FIT-RAG: Black-Box RAG with Factual Information and Token Reduction

Yuren Mao,Xuemei Dong,Wenyi Xu,Yunjun Gao,Bin Wei,Ying Zhang
2024-03-21
Abstract:Due to the extraordinarily large number of parameters, fine-tuning Large Language Models (LLMs) to update long-tail or out-of-date knowledge is impractical in lots of applications. To avoid fine-tuning, we can alternatively treat a LLM as a black-box (i.e., freeze the parameters of the LLM) and augment it with a Retrieval-Augmented Generation (RAG) system, namely black-box RAG. Recently, black-box RAG has achieved success in knowledge-intensive tasks and has gained much attention. Existing black-box RAG methods typically fine-tune the retriever to cater to LLMs' preferences and concatenate all the retrieved documents as the input, which suffers from two issues: (1) Ignorance of Factual Information. The LLM preferred documents may not contain the factual information for the given question, which can mislead the retriever and hurt the effectiveness of black-box RAG; (2) Waste of Tokens. Simply concatenating all the retrieved documents brings large amounts of unnecessary tokens for LLMs, which degenerates the efficiency of black-box RAG. To address these issues, this paper proposes a novel black-box RAG framework which utilizes the factual information in the retrieval and reduces the number of tokens for augmentation, dubbed FIT-RAG. FIT-RAG utilizes the factual information by constructing a bi-label document scorer. Besides, it reduces the tokens by introducing a self-knowledge recognizer and a sub-document-level token reducer. FIT-RAG achieves both superior effectiveness and efficiency, which is validated by extensive experiments across three open-domain question-answering datasets: TriviaQA, NQ and PopQA. FIT-RAG can improve the answering accuracy of Llama2-13B-Chat by 14.3\% on TriviaQA, 19.9\% on NQ and 27.5\% on PopQA, respectively. Furthermore, it can save approximately half of the tokens on average across the three datasets.

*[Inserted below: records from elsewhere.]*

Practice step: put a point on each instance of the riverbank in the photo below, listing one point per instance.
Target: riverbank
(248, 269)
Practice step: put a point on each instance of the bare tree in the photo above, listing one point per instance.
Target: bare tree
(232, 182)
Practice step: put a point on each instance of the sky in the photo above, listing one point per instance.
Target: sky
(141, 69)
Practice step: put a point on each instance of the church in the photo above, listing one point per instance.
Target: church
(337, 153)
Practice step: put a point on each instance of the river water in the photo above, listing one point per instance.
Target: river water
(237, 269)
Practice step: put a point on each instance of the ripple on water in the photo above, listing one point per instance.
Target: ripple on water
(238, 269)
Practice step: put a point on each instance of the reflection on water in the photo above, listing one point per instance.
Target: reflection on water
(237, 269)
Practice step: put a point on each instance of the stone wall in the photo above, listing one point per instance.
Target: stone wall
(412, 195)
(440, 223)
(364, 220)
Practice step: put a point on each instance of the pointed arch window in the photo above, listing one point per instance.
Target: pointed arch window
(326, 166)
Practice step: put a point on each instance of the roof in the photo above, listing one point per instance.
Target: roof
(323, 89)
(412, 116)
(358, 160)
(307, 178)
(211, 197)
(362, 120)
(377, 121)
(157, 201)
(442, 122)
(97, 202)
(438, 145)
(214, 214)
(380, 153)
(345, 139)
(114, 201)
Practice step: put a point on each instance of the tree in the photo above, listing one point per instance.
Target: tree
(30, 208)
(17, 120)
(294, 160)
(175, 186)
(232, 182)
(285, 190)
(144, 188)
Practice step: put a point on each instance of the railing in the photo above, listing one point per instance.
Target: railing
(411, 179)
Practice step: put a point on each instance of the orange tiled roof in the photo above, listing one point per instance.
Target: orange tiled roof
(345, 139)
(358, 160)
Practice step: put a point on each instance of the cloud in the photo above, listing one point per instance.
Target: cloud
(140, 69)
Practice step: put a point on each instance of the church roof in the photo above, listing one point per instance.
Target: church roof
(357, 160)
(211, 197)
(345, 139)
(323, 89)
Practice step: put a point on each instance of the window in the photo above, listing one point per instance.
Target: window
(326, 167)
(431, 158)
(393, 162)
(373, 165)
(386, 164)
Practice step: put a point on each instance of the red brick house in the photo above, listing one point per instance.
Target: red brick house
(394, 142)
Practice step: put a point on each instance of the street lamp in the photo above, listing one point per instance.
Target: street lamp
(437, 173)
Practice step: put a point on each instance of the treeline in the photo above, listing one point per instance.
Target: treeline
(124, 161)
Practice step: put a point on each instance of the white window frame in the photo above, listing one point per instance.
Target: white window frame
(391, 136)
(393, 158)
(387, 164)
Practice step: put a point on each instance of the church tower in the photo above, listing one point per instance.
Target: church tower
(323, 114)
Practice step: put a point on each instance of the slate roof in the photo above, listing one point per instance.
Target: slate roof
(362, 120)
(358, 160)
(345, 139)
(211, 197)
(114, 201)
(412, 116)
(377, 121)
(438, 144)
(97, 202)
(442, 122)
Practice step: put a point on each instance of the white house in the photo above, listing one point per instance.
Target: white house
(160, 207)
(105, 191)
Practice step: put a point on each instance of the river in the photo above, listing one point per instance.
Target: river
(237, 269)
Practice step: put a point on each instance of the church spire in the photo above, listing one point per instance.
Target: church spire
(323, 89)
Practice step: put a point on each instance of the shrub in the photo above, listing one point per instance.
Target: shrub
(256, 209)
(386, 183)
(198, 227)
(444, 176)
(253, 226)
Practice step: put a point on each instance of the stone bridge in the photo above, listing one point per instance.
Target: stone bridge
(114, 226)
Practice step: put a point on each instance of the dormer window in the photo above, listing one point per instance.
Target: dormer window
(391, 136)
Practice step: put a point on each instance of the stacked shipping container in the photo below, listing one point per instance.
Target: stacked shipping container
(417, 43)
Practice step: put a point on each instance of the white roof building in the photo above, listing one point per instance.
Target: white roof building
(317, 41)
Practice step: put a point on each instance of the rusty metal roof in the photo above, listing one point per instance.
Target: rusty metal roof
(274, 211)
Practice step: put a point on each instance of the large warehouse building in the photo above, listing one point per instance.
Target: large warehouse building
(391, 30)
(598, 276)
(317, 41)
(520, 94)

Computation and Language,Information Retrieval
What problem does this paper attempt to address?
The paper attempts to address the issue of how to avoid the computational resource consumption and untimely knowledge updates caused by frequent fine-tuning when using large language models (LLMs) for knowledge-intensive tasks. Specifically, existing methods face two main problems when dealing with black-box RAG (i.e., enhancing LLM performance without fine-tuning LLM parameters): 1. **Ignoring factual information**: Existing black-box RAG methods typically adjust the retriever based on LLM preferences, ignoring whether the documents contain factual information relevant to the question. This may result in retrieved documents that align with LLM preferences but do not contain actually useful factual information, thereby affecting the effectiveness of the RAG system. 2. **Token wastage**: Simply concatenating all retrieved documents into the input leads to a large number of useless tokens, which not only increases computational burden but also reduces the efficiency of the RAG system. To address these issues, the paper proposes a new black-box RAG framework—FIT-RAG (Factual Information and Token Reduction). FIT-RAG improves existing methods in the following ways: - **Utilizing factual information**: By constructing a Bi-label Document Scorer, FIT-RAG simultaneously considers whether a document contains the answer (Has_Answer) and whether it helps the LLM generate the correct answer (LLM_Prefer). This ensures that the retrieved documents both align with LLM preferences and contain useful factual information. - **Reducing token count**: By introducing a Bi-faceted Self-Knowledge Recognizer and a Sub-document-level Token Reducer, FIT-RAG can avoid unnecessary augmentation and minimize the number of input tokens as much as possible. Experimental results show that FIT-RAG significantly improves the answer accuracy of the Llama2-13B-Chat model on three open-domain QA datasets (TriviaQA, NQ, and PopQA), with increases of 14.3%, 19.9%, and 27.5%, respectively. Additionally, FIT-RAG also performs well in terms of input token count, saving about half of the tokens on average, greatly enhancing token efficiency and computational resource utilization.